Passwords and Entropy
This week a YouTube segment has been passed around. It depicts Ed Snowden talking to John Oliver about passwords. A lot of what is said there is quite good - however, it is important to also point out that things are a little bit more intricate than they seem in this segment.
The biggest problem I have with it is actually that Snowden claims to be able to know whether a password is good or not, just be hearing it. Yes, it is easy to recognize extremely bad passwords (like most examples in that segment). However, it is actually not possible to recognize a very good password just from looking at it. This is quite counterintuitive, and it has to do with the fact that the entropy in a password is NOT visible in the output - rather, the entropy in a password is a function of the password creation mechanism. Thus, you can have two passwords that look exactly the same, and one of them has high entropy, and the other has low entropy.
The concept of entropy in password generation is in general something that isn't very well understood still, and most people giving password advice or setting password guidelines actually have terrible intuitions about these things.

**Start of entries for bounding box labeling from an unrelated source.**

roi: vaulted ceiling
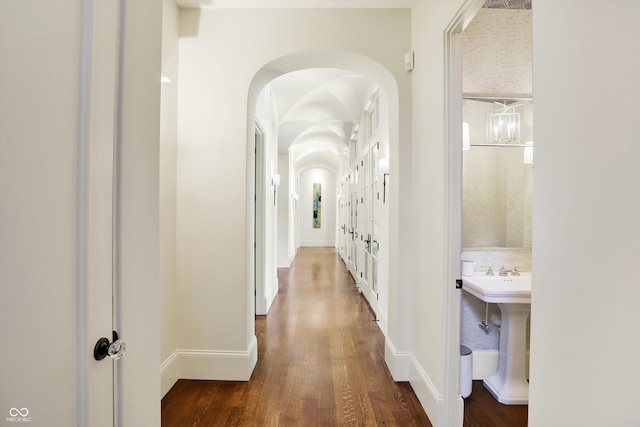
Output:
[270,68,374,170]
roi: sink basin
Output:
[462,274,531,304]
[462,274,531,405]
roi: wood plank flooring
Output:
[162,248,431,427]
[162,248,527,427]
[464,381,529,427]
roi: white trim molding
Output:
[472,350,529,380]
[160,336,258,397]
[160,350,180,398]
[384,337,412,381]
[300,240,336,248]
[409,354,464,427]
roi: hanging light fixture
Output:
[462,122,471,151]
[522,141,533,165]
[487,102,520,144]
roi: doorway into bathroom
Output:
[448,0,533,425]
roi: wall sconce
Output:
[522,141,533,165]
[462,122,471,151]
[378,158,389,203]
[271,173,280,206]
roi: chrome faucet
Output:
[498,265,520,276]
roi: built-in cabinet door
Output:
[349,168,359,278]
[357,153,371,290]
[369,142,382,298]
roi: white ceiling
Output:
[265,68,374,170]
[175,0,413,9]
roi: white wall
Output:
[159,0,181,396]
[278,154,295,268]
[255,84,280,314]
[529,0,640,427]
[177,5,410,379]
[299,168,337,247]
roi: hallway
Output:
[162,248,431,427]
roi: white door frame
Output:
[442,0,485,427]
[253,120,267,315]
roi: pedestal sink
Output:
[462,274,531,405]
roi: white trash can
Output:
[458,345,473,399]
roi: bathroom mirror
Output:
[462,98,533,248]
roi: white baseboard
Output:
[384,337,411,381]
[300,240,336,248]
[410,354,464,427]
[160,336,258,397]
[262,277,279,314]
[160,350,180,398]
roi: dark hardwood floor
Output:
[464,381,529,427]
[162,248,526,427]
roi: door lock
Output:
[93,331,127,360]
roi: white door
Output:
[0,0,162,427]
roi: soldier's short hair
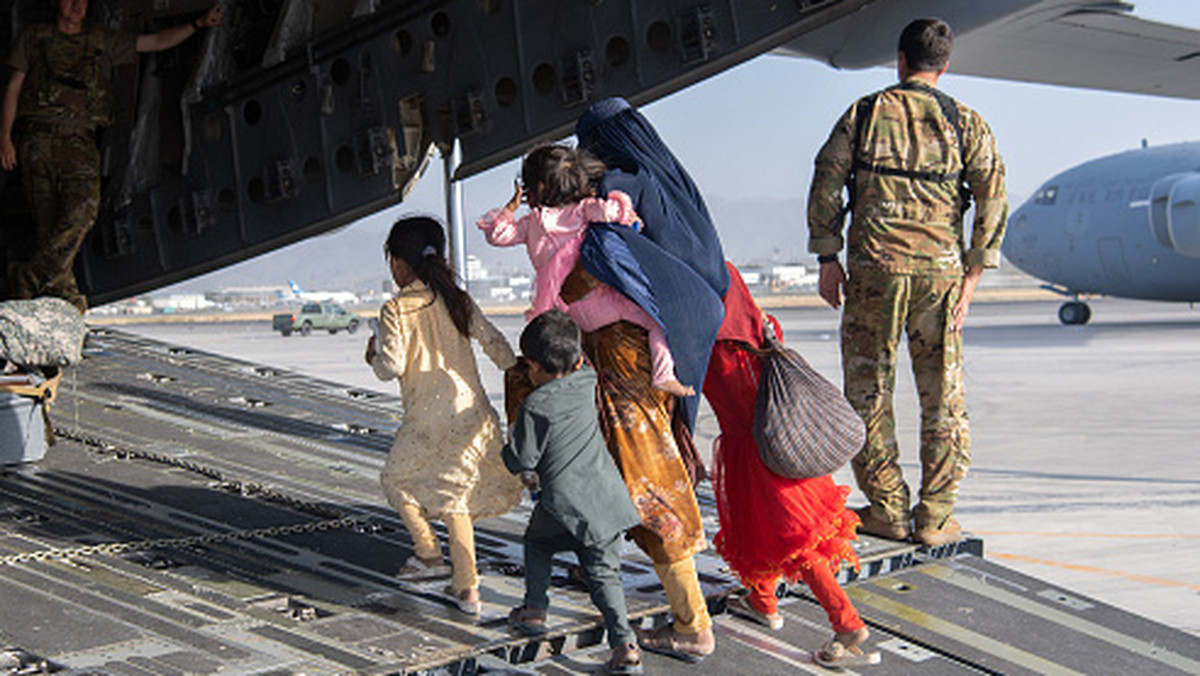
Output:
[900,19,954,72]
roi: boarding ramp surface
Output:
[0,330,1200,675]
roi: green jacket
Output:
[503,366,642,546]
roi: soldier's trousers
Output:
[8,127,100,312]
[841,270,971,528]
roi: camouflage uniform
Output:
[8,25,137,311]
[808,78,1008,530]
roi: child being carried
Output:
[479,145,695,396]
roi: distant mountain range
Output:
[159,192,814,293]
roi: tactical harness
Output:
[839,80,971,217]
[26,26,113,126]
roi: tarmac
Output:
[119,291,1200,636]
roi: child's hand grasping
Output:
[504,181,523,213]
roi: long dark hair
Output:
[383,216,470,337]
[521,144,605,207]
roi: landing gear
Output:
[1058,300,1092,327]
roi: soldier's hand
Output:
[817,261,846,310]
[950,265,983,331]
[0,138,17,172]
[200,4,224,28]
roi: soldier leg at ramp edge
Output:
[7,124,100,312]
[842,271,971,545]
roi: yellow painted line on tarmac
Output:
[971,528,1200,540]
[846,580,1084,676]
[988,551,1200,592]
[917,569,1200,674]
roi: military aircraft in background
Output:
[1003,143,1200,324]
[0,0,1200,305]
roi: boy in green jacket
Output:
[503,310,642,674]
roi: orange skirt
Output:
[583,322,708,563]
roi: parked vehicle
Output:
[271,303,360,336]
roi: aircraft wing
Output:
[776,0,1200,98]
[952,4,1200,98]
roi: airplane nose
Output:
[1001,204,1038,270]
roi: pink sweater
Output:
[479,190,640,321]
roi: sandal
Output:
[812,641,883,669]
[725,597,784,629]
[396,555,450,580]
[600,644,646,676]
[509,605,550,636]
[637,624,715,664]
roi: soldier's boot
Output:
[854,505,908,540]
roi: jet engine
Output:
[1150,172,1200,258]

So how do you know if your password is a good one? Well, if you made any kind of choose during the process - ANY kind of choice - my bet is that it is a low-entropy password.
I use the word entropy a lot in this post - specifically in the information theoritical sense of how much information a given string contains. Entropy applied to passwords can also be looked at in the light of how many guesses an adversary would have to try in order to brute force the password, assuming they know your method. So this is another aspect of Kerckhoffs's principle - you should choose a method that even if it's public will give you a large amount of safety. It's also worth mentioning that there is a limit on the entropy here as well - if your entropy generation method generates more entropy than can be expressed in the language of the password, then the entropy maxes out at the representation entropy, not the generation entropy. So generating an 8 character password with a process that generates a 1000 bits of entropy is quite useless, because 8 characters can only represent at a maximum 64 bits of entropy (assuming you use all 256 values of each byte).
We can take a look at the passwords given as examples in the show: The first one is "passwerd", and of course this is a terrible password. It's short and it's a permutation of a word in dictionaries. The second one, "onetwothreefour" is longer, but composed of words that belong together, thus not a problem. The third one is "limpbiscuit4eva", and since it is a sentence that contains meaning, even with the misspelling this won't help you.
The two final pass phrases are "admiralalonzoghostpenis420YOLO" and "margaretthatcheris110%SEXY". Both of them are longer, but they do have some sense in them. It is clear that the pieces of it aren't chosen randomly. Thus, these passwords are better than the earlier ones, but not at all as good as they could have been.
When people create passwords they also have a tendency to add special characters and numbers - and maybe change the order of characters or adding upper characters in places. None of these things actually add a lot of entropy, especially since they are usually added in places that are easy to predict. Just go with random words of a sufficient length to give you the security you want. Use lower case letters and don't add weird characters. Just make it a sentence of really random words.